The person began feeling ill last week and was tested on April 23. They were already self-isolating when their test result came back positive. 

The community immediately began to take further lockdown measures. All scheduled Canadian North flights to the community — aside from cargo flights — are paused for at least the next two weeks, according to a press release from the airline. 

Canadian North is working with the government of Nunavut to determine when it will be safe to restart regular flights. Until then, passenger travel deemed essential will be coordinated through chartered flights with the airline and the territorial government.

Flights to other communities will continue but flight times to Clyde River may be adjusted because of this change, the release said. 

Stores closed

Stores in Pond Inlet were closed on Thursday but plan to reopen Friday at 10 a.m. with limits on the number of people allowed in at a time, according to Facebook posts. 

Joe Savikataaq, Nunavut's premier, asked Nunavummiut to keep up physical distancing and to be kind. (Ashley Burke/CBC)

There were initial plans to hold a town meeting, Arreak said, but those plans were vetoed for local emergency radio programming, which was deemed safer. 

A rapid response team of public health nurses arrived in the community Thursday afternoon and are helping with containment and tracing who the person may have been in contact with. 

Before their arrival, 20 people were identified and their swabs are now in Iqaluit being tested. 

Leaders call for compassion

"We don't need to panic right now. Inuit have experienced many deaths, by accidents, or by tragedies and that death is right at the door all the time. We need to survive," Arreak said. 

He said the community needs to come together and help each other, and it's doing just that. 

Arreak's call for compassion was echoed by Nunavut's chief public health officer in a press conference the government held Thursday morning. 

"One of the reasons why we are not discussing details about the individual is to respect their privacy and protect them from stigma, shame, blame and physical threat," Michael Patterson said. 
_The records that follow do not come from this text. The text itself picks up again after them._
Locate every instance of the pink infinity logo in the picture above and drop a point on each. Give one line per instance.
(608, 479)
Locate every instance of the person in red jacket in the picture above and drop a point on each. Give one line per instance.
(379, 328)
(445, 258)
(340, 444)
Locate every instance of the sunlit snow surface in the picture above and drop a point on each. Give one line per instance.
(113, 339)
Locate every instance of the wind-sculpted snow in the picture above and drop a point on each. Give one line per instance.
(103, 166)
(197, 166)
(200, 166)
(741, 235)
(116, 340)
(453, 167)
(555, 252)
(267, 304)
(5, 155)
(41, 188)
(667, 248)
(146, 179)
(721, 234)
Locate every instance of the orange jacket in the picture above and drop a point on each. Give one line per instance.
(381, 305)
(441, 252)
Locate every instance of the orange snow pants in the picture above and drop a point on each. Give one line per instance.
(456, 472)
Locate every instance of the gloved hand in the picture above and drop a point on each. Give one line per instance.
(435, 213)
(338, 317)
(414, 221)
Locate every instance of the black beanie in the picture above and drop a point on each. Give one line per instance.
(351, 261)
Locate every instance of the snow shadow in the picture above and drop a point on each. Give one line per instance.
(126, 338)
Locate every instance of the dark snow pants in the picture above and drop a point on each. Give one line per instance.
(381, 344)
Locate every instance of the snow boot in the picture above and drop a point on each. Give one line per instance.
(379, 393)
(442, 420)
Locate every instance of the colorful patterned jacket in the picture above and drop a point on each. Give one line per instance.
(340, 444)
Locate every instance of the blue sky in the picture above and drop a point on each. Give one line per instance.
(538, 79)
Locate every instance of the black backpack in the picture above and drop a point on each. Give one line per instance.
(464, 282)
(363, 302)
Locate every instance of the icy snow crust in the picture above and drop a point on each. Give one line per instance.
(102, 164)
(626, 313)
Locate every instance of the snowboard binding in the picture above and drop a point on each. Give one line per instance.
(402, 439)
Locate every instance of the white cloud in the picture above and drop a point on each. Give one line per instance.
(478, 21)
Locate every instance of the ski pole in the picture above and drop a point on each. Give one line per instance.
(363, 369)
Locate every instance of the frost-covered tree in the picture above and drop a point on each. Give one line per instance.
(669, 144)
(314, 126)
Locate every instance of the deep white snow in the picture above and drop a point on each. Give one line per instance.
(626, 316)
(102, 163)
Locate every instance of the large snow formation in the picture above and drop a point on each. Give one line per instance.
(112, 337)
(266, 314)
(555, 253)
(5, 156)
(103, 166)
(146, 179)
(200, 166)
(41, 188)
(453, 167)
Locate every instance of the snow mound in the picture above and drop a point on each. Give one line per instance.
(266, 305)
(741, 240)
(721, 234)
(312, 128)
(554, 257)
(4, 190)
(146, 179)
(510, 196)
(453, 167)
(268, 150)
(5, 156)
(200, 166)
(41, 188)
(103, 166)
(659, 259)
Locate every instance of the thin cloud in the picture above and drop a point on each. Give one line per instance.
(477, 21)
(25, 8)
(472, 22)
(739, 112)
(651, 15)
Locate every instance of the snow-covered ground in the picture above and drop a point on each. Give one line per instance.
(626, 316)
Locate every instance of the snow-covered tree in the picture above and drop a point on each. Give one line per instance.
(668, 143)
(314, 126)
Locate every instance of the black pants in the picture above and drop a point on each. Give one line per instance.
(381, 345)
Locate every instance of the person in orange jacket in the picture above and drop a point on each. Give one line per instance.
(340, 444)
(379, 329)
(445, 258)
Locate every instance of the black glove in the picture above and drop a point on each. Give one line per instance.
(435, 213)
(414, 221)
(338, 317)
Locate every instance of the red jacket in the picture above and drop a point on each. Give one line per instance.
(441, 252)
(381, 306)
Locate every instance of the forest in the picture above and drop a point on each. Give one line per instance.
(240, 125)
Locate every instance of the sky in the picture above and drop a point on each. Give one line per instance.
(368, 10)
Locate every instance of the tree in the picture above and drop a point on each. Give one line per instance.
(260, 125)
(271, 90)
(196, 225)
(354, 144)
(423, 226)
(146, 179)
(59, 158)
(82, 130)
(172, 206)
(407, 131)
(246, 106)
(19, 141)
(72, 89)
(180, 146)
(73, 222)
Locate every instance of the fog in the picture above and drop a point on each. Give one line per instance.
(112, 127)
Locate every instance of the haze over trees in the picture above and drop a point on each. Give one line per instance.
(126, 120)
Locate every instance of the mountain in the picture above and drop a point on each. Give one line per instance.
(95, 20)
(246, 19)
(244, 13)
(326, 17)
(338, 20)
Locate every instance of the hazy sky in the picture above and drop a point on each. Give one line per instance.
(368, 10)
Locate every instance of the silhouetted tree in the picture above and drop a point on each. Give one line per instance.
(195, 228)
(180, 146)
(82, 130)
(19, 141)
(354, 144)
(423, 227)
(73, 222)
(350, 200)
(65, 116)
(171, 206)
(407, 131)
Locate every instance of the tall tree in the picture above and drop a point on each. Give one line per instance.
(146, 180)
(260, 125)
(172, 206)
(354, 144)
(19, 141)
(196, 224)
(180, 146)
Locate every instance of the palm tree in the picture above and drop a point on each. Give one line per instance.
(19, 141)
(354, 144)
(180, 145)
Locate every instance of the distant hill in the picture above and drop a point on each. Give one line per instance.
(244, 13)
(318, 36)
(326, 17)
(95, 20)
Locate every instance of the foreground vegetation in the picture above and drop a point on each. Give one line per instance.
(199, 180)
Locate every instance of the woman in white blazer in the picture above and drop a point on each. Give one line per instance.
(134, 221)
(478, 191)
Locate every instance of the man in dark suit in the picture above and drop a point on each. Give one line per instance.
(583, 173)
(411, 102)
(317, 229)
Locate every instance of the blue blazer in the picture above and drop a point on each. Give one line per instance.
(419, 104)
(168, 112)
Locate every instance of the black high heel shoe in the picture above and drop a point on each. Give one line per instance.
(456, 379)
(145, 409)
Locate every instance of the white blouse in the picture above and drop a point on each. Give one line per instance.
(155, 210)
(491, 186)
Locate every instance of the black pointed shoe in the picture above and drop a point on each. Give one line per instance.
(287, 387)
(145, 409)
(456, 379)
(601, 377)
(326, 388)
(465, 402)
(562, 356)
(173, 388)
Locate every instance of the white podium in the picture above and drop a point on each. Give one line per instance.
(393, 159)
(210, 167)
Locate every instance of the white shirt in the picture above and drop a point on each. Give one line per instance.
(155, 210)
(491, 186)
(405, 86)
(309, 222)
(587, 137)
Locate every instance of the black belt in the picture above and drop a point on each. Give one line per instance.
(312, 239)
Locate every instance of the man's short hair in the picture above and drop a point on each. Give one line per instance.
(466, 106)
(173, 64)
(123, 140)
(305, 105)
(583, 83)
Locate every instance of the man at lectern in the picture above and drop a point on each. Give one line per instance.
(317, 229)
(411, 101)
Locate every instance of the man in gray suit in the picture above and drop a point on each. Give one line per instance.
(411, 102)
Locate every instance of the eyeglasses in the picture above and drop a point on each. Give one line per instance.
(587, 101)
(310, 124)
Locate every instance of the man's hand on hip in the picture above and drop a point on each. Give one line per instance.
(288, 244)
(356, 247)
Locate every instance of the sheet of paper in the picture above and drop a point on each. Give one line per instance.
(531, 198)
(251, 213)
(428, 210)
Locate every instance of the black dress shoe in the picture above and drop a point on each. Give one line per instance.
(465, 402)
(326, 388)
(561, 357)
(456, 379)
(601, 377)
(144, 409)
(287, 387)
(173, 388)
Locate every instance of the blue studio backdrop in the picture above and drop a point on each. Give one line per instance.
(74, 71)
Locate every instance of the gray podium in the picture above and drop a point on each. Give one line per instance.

Pond Inlet has been manually extracting water from its reservoir. Hamlet employees drill a hole in the ice then reverse the water pump to extract water from the lake. Parts to allow them to pump from the shore are expected in the community soon. (Submitted by David Stockley)

The premier of the territory, who also asked Nunavummiut to keep up physical distancing, also shared his wish for kindness. 

"No one brought this virus to Nunavut on purpose, no one deserves to be shamed or blamed at this time. The whole world is experiencing this uncertainty and fear," Joe Savikataaq said.

"Now is the time for patience, kindness, staying at home. We will get through this together. We will beat COVID19 together." 

Local Inuit organization providing support 

The Qikiqtani Inuit Association is providing support to the person who tested positive with COVID-19, their family, as well as the community, it said in a news release. 

The organization is working with its government partners and the local Arctic Co-op store "to ensure the family receives delivery of necessary cleaning supplies, groceries, and other social supports needed to self-isolate."

It also called on the federal government to assist the government of Nunavut to provide communities in the territory basic services — in Pond Inlet's case, essential infrastructure needed to connect the community to its water supply.

The pipes that run from a reservoir lake to the community's pumping station broke in the fall. Hamlet employees have been driving water delivery trucks onto the ice, then using an auger, drill a hole to access the water. 

With the spring melt on the way, this won't be possible for much longer and access to clean water will become more difficult. 

"We will try and do what we can in the meantime to deliver water. Especially water, and hope to receive the parts [to fix the pipes] pretty soon as the [Department of Community and Government Services] has confirmed that they are on their way," Arreak said.